CRSEJan 9, 2022

Differentially Private Release of Event Logs for Process Mining

arXiv:2201.03010v210 citations
AI Analysis

This work addresses privacy concerns in process mining for business processes involving sensitive customer data, offering a practical solution for data protection compliance, though it is incremental as it builds on existing differential privacy techniques.

The paper tackles the problem of anonymizing event logs for process mining to protect individual privacy, proposing a differentially private mechanism that adds noise to timestamps and samples cases, and reports empirical results showing reduced data utility loss and improved computational efficiency compared to state-of-the-art methods on 14 real-life logs.

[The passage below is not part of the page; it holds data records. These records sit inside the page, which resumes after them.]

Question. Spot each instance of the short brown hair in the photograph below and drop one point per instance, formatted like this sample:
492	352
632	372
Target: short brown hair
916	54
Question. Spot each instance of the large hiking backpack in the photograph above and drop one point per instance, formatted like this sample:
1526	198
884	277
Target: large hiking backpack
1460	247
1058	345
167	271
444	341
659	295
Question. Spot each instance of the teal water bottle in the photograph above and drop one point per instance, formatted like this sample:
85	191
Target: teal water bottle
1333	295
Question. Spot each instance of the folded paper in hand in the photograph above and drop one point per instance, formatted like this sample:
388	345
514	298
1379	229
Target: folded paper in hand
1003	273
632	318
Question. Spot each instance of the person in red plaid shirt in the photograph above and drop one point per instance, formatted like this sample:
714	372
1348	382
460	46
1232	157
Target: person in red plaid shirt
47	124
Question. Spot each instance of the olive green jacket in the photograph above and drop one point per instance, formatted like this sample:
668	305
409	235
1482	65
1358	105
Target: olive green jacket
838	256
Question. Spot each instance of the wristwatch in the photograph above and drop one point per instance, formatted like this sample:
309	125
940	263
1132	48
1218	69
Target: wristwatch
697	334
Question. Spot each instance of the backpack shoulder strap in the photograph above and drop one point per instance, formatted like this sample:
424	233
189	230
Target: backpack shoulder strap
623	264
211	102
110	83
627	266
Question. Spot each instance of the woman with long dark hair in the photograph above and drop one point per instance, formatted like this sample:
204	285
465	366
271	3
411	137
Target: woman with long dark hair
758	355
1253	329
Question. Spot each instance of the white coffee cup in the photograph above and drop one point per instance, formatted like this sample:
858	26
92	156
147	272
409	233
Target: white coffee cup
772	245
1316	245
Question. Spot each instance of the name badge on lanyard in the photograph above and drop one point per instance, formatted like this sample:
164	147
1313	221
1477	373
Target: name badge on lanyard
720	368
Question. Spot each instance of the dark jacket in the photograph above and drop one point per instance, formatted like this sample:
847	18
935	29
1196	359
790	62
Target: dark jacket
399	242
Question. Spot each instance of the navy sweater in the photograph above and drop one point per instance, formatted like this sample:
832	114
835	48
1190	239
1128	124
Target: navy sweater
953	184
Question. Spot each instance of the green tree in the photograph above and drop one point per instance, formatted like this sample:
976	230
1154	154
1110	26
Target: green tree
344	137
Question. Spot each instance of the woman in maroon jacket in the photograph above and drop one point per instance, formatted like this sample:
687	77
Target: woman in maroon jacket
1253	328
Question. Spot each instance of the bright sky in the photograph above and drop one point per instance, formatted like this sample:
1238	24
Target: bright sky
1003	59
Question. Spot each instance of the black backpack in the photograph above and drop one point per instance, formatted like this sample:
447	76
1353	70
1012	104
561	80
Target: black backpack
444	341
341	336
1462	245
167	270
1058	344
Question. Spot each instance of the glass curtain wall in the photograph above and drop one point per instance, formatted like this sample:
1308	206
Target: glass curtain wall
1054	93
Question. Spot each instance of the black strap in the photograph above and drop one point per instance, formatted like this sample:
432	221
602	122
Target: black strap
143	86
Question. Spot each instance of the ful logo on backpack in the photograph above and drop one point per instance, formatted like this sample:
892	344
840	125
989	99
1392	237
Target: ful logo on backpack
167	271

The applicability of process mining techniques hinges on the availability of event logs capturing the execution of a business process. In some use cases, particularly those involving customer-facing processes, these event logs may contain private information. Data protection regulations restrict the use of such event logs for analysis purposes. One way of circumventing these restrictions is to anonymize the event log to the extent that no individual can be singled out using the anonymized log. This article addresses the problem of anonymizing an event log in order to guarantee that, upon release of the anonymized log, the probability that an attacker may single out any individual represented in the original log does not increase by more than a threshold. The article proposes a differentially private release mechanism, which samples the cases in the log and adds noise to the timestamps to the extent required to achieve the above privacy guarantee. The article reports on an empirical comparison of the proposed approach against the state-of-the-art approaches using 14 real-life event logs in terms of data utility loss and computational efficiency.